Склонен к резким переменам властный нрав судьбы:
влагу леденит в иней, воду закуёт в лёд.
Тех, кто в бархатном сугробе нежат плоть теперь,
не приветит, так угробит к ночи оттепель.
Пыл спадёт. Восторг схлынет. — Чуда не произойдёт.

Нет мудрее книги, чем Танах.
«Жизни век жесток» — в ней предначертано.
Кто-то отбузил. — В пламень! Чей-то жизни тлеть… — В дым.
Но страстей у жизни тьма! — На всех.
Счастье где-то в первозданном хаосе…
Мир не стал добрей с нами? — Подобреет к молодым!

Жизни час благословенный. Светел день. И свят.
И пришельцы из вселенной жизнь познать спешат…

Семён Семёныч

Коротка, длинна дорога, в никуда, к свободе, к Б-гу —
зрячим виден свет.
Спуск ли, в гору… — по-любому: если та дорога к дому,
значит выведет.
Вечер. Вьюжит. За спиной клич гласом кладбища:
«Это я! — Семён Семёныч. С наступающим!»
Сиплый голос. Незнакомый. «Ветер что ль назвался Сёмой?
Угораздило…
Рождество грядёт? Год Новый? Иль ещё какой-то повод
жизнь отпраздновать?»
Сей вопрос недолго мучал (шифра суть проста):
имя, отчество — созвучьем к цифрам возраста.

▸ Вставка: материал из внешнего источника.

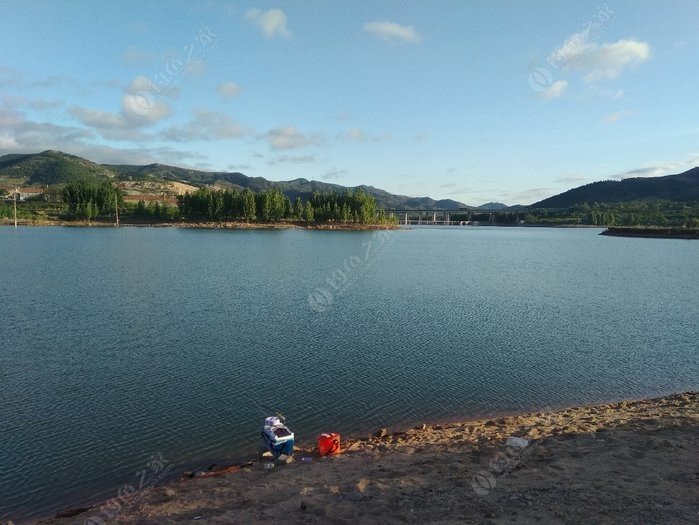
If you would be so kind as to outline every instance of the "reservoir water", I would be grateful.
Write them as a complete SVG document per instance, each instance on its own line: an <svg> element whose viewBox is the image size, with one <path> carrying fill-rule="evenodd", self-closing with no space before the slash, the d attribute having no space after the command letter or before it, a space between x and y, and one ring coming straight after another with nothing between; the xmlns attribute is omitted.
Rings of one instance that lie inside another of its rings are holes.
<svg viewBox="0 0 699 525"><path fill-rule="evenodd" d="M699 242L0 228L0 520L322 431L699 385Z"/></svg>

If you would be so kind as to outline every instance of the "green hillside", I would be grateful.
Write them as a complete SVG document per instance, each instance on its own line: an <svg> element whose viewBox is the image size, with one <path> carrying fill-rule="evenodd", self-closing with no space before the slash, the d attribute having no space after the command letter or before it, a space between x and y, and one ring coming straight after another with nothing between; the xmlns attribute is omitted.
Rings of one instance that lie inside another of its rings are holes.
<svg viewBox="0 0 699 525"><path fill-rule="evenodd" d="M164 164L135 166L128 164L95 164L89 160L60 151L36 154L10 154L0 157L0 185L45 186L65 184L77 179L116 179L119 181L183 182L193 186L223 186L249 188L261 192L280 188L292 201L304 201L314 192L342 193L347 188L339 184L294 179L269 181L262 177L248 177L239 172L199 171ZM385 209L457 210L465 204L450 199L435 201L429 197L394 195L372 186L358 186L374 196L379 207Z"/></svg>
<svg viewBox="0 0 699 525"><path fill-rule="evenodd" d="M699 201L699 168L679 175L593 182L536 202L530 208L571 208L630 201Z"/></svg>
<svg viewBox="0 0 699 525"><path fill-rule="evenodd" d="M114 176L108 167L60 151L0 157L0 183L5 184L50 186L71 180L108 179Z"/></svg>

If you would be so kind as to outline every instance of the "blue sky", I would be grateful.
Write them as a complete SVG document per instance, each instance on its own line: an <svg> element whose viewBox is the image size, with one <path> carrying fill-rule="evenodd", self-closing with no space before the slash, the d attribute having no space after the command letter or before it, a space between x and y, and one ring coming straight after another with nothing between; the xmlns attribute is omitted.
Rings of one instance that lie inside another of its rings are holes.
<svg viewBox="0 0 699 525"><path fill-rule="evenodd" d="M0 9L0 154L470 205L699 165L696 0Z"/></svg>

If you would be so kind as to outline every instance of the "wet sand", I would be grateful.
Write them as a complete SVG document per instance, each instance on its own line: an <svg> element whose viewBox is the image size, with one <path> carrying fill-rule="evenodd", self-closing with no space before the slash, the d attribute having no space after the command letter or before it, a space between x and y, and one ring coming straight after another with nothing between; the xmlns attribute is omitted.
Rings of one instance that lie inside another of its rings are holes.
<svg viewBox="0 0 699 525"><path fill-rule="evenodd" d="M298 449L271 470L255 461L41 523L699 522L697 392L342 445L338 456Z"/></svg>

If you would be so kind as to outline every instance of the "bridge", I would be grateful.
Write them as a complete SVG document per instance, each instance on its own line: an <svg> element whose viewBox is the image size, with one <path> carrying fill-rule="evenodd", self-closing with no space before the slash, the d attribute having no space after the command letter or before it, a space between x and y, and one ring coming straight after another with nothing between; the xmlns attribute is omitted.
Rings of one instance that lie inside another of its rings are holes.
<svg viewBox="0 0 699 525"><path fill-rule="evenodd" d="M531 210L507 210L507 209L457 209L457 210L405 210L389 209L386 213L391 217L397 217L399 224L406 226L465 226L474 222L474 216L482 217L485 220L477 221L486 224L495 224L498 215L515 214L515 223L519 223L520 216L524 217L525 212ZM466 220L452 220L452 215L465 216ZM487 216L483 217L483 216Z"/></svg>

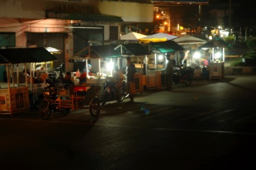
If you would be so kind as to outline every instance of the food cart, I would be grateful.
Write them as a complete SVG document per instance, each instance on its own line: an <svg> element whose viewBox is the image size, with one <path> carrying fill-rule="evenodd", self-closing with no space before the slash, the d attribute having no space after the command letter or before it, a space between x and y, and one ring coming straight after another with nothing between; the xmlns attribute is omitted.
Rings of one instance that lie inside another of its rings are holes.
<svg viewBox="0 0 256 170"><path fill-rule="evenodd" d="M93 66L93 67L97 68L98 76L90 77L90 78L87 72L87 76L86 78L86 85L96 85L101 87L102 90L99 91L99 98L101 99L104 94L104 87L105 83L107 81L106 78L104 76L101 76L101 61L103 59L110 59L111 60L113 58L117 58L122 57L118 52L114 50L116 46L114 44L105 45L102 46L88 46L76 55L73 56L69 60L71 62L76 61L85 61L85 68L86 70L88 70L87 66L89 61L90 63ZM111 72L112 75L112 72ZM79 86L85 85L82 84L79 84Z"/></svg>
<svg viewBox="0 0 256 170"><path fill-rule="evenodd" d="M167 53L184 50L184 49L172 40L148 43L144 46L150 52L154 54L149 56L151 61L148 62L147 61L145 62L146 87L156 88L158 90L165 87L165 55ZM148 60L146 58L146 60ZM150 65L148 67L148 64Z"/></svg>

И хоть прощальный бал рано так давала осень,
оковы снег ковал. Да ветер стал расти.
И жизнь в зиму текла. И поглотила мгла вектор радости.

«Догоняй, коль свёл нас случай. Одинокому попутчик —
явью общества.
Мы такой гудёж закатим! У меня такой характер —
дьявол морщится.
Лгали грозы лету, выдав: «Осень — тлен страстей.»
Поздней осенью мы вызов бросим старости!
И хоть жить со мной не просто: вспыльчив да ума, что росту,
был и я любим.
Знал и зло. Бедой подмятый, отвечал бульдожьей хваткой.
Так и ладили.
Из грехов моих по списку был такой один:
болью стал для самой близкой. Пыткой памяти.
Ну, что ты так сердито свищешь? Не тебе судить, дружище.
Если вкратце: я
сам за жизнь свою отвечу. Говорят, срок светит — вечность.
С конфискацией.
Мне встречать с пустой сумой ночь. Но там и ложь — елей.
Догоняй, Семён Семёныч! Вместе, всё ж, теплей…»

И хоть ещё шёл бал, но свет уже искал дорогу.
Ещё метель мела, но ветер сдал. И стих.
И даль к себе звала, скрыв от потувших глаз вектор радости…

Две семёрки

Моим друзьям в Израиле

Хоть всё ещё жжёт осень, в палитре дней
спешен мазок, краски бедней — жмут сроки:
волей Творца мало отпущено ей.
А вам
выслал Он в дар две семёрки!
Гостьями к двум близнецам.

Им в ваших краях хватит тепла. С лихвой.
(Дай Б-г, в стране будет погода мирной.)
Солнца? — На всех! Близких? — Кагал неплохой:
ваш род
чувственный — значит, обширный.
Пусть он и дальше растёт!

Но в семьдесят семь страсти — худая тень.
Стынет азарт в зябкой среде желаний.
Грёз аромат сдуло ветрами затей.
Как вкус
любвеобильных свиданий.
Вальс лёгкий… медленный блюз…

Всё властнее ночь. Век предопределён.
Память месит годы в котомке «Было»,
чтобы ко сну вылепить прошлого клон. —
Сюжет,
что, как могла, так хранила
в тленной сумятице лет.

Осенний букет — красок краса и грусть:
старость — сезон сытный, да привкус горький.
Времени пульс. Праздник, и тот пресноват.
Так пусть
сладостью в дом две семёрки
с годик у вас погостят!

Посулы осени

Алисе и Анжелине

Дождь с грозой. Но лето на износе.
Неземная страсть — в последнее тепло.
А мою любовь смывает в осень.
Ярким праздник был! Но время истекло.

Дождь строчит курсивом: «Не горюй.
Осень — сезон любви! Особенно последней.
Грозам не верь: любовь ничем не смоешь. — Сплетни!
Хватит любви тепла, пока с тобою летний
поцелуй.»

А гроза на речь дождя разрядом
режет слух: «Любовь я вижу не такой. —
Счастье там, где ты с любимой рядом!
Разлучила жизнь — стечёт любовь тоской.»

Небо цвет сменило. Тишь да гладь.
Чист горизонт. Прозрачна даль. — Любовь воспета.
Вот и закат зарёю — это осень где-то
слабым сулит любовь… И, всё ж, не осень — лето
буду ждать.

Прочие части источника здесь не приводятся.